The 37-year-old musician was in an Audi in Kensington when he was filmed deep in conversation while holding his phone in his right hand. Judd, the drummer in pop-rock band McFly, appeared to notice the cyclist pulling alongside his car, but continued to talk on the phone while steering the sports car with his other hand.
The cyclist — who regularly films drivers who break the road rules — commented as Judd drove away: “Well he saw me — most people drop it like a hot potato… but not you.”
When written to by the Metropolitan Police, Judd admitted it was him in the footage and pleaded guilty to a charge of using a hand-held mobile device while driving a vehicle. He was sentenced by a magistrate to six penalty points, a £220 fine, £100 costs and an £85 victim surcharge.
Judd, who won the 2011 series of Strictly with Aliona Vilani, joins the list of famous people who have been caught out by the growing number of cyclists who monitor drivers in London.
Film director Guy Ritchie was caught out texting at the wheel by cyclist Mike van Erp, who also filmed former champion boxer Chris Eubank breaking the traffic laws by running a red light.
Mr van Erp is among the cyclists who routinely film their journeys and sometimes pass on to the police videos of drivers breaking the law, to form the centrepieces of prosecutions.

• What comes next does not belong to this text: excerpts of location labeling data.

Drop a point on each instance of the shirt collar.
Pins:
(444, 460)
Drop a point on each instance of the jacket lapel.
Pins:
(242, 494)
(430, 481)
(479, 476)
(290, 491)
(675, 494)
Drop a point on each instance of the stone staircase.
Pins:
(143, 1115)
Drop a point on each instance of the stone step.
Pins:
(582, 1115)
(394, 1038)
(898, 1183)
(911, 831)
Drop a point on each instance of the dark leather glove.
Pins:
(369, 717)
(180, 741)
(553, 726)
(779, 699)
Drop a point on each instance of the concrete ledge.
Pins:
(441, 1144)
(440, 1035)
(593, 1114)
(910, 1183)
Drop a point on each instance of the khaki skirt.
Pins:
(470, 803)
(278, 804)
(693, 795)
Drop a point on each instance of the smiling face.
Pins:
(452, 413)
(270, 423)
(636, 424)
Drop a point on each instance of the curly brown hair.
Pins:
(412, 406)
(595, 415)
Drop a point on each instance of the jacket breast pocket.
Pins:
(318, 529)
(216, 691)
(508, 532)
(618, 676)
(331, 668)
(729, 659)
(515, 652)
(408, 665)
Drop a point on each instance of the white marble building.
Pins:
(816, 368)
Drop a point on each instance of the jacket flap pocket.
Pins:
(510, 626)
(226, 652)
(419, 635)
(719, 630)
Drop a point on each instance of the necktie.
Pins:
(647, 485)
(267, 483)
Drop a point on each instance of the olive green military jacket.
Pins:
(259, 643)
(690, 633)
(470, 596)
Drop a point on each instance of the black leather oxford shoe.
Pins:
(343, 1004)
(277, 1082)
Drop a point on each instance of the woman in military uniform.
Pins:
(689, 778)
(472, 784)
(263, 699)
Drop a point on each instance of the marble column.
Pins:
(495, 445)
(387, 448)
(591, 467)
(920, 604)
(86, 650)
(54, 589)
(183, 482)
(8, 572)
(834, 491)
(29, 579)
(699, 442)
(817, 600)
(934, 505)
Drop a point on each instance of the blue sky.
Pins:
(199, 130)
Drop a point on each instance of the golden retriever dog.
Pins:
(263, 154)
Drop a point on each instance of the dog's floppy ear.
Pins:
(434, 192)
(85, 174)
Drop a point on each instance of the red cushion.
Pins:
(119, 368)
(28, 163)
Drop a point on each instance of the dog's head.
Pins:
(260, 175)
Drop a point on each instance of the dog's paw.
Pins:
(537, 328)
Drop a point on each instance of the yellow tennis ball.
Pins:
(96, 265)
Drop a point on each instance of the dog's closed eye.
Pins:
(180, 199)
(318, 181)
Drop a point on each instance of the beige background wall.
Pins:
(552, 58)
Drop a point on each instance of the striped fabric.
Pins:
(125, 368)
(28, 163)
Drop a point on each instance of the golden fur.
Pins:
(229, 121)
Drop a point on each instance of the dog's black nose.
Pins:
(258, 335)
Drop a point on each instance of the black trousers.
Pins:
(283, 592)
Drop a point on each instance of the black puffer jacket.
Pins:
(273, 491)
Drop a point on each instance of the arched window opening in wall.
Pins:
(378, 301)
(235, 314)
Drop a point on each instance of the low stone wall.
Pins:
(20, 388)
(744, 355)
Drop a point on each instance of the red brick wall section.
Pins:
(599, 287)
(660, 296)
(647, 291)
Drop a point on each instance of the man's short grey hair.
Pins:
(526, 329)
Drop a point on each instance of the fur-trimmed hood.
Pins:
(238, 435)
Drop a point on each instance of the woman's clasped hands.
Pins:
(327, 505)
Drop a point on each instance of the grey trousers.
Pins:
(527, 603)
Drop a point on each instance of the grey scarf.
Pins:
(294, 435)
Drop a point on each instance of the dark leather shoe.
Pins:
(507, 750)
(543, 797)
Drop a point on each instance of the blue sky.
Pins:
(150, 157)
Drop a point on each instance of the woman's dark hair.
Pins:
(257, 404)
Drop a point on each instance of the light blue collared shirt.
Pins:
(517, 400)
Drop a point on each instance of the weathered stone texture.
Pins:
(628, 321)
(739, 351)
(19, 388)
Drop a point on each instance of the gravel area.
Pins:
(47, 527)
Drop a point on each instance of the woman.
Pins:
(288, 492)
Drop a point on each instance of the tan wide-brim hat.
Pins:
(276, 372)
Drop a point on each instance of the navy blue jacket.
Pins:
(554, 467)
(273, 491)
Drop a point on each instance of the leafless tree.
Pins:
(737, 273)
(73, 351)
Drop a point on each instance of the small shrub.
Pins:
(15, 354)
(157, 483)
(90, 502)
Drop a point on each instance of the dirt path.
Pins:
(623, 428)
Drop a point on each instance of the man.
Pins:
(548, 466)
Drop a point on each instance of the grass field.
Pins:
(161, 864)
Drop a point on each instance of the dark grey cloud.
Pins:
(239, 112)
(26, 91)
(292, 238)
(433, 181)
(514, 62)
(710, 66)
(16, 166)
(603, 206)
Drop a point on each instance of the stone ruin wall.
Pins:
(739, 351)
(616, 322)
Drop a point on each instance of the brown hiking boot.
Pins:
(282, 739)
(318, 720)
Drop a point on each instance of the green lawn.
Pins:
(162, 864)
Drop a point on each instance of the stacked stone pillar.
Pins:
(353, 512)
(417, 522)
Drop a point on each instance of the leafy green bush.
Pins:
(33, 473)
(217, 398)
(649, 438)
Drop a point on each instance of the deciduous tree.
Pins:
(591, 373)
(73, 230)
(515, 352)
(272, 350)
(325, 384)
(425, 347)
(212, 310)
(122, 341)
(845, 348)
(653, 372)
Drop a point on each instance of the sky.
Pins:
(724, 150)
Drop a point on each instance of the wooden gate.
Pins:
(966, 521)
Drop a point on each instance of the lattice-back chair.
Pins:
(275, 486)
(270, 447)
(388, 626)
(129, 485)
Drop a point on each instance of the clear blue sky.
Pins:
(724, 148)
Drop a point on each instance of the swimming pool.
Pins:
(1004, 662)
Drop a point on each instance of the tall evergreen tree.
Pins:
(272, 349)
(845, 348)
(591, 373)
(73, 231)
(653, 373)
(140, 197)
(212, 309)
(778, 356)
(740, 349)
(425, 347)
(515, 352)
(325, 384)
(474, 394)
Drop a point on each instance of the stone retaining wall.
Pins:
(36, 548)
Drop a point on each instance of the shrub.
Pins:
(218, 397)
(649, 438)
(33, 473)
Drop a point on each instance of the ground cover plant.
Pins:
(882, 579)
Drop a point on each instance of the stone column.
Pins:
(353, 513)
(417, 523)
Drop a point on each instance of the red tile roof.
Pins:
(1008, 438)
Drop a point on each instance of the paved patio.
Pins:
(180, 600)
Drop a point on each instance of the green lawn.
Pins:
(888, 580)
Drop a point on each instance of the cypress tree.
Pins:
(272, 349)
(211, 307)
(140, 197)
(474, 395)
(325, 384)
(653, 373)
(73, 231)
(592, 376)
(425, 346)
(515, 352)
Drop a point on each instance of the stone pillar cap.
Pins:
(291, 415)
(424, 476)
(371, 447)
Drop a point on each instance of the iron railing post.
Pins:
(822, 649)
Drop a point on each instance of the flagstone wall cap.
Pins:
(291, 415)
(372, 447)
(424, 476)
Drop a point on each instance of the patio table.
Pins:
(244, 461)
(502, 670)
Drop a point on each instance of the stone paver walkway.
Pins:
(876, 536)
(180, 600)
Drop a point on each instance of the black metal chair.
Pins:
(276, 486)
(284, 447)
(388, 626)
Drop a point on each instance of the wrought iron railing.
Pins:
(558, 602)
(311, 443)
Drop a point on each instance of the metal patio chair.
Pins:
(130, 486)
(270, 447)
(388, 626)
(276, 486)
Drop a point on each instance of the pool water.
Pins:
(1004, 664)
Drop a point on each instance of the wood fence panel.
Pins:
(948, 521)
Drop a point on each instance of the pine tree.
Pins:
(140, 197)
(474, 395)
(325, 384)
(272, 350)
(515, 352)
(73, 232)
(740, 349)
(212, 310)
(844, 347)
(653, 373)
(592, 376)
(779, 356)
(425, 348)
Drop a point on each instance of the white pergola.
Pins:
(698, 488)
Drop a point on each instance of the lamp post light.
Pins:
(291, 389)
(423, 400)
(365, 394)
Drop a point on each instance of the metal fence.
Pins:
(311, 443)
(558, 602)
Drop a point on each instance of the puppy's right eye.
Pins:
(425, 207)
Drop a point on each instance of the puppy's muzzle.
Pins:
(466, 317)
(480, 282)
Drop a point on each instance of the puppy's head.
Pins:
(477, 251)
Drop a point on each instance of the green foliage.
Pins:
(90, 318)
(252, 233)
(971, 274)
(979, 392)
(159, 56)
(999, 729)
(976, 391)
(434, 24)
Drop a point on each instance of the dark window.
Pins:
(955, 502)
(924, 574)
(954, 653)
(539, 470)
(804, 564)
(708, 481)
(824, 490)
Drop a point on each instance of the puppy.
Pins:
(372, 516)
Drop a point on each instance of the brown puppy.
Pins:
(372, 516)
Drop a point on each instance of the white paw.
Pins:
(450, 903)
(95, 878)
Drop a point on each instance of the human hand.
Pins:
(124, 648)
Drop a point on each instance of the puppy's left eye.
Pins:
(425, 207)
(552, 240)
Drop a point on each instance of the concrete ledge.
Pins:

Judd was caught by a cyclist who posts videos online under the name MrClifCam at about 1pm on January 21. “I was cycling along the A4 when I saw the driver using a mobile phone,” he told Bromley magistrates’ court.
In a clip the drummer is seen driving on the A4 near the slip road for the Earl’s Court Road junction.
A Met Police officer told the court Judd was first sent a fixed penalty notice over the incident, but he had “failed to fulfil the requirements of the fixed penalty by failing to surrender their licence. The matter was therefore referred to the prosecution unit for a single justice notice to be issued”, he said.
Judd pleaded guilty in the single justice procedure online, and offered no mitigation.
He was given 28 days to settle the fine. The court case was dealt with entirely based on written evidence and in a behind-closed-doors hearing. It is not known if the magistrate viewed the footage of the offence.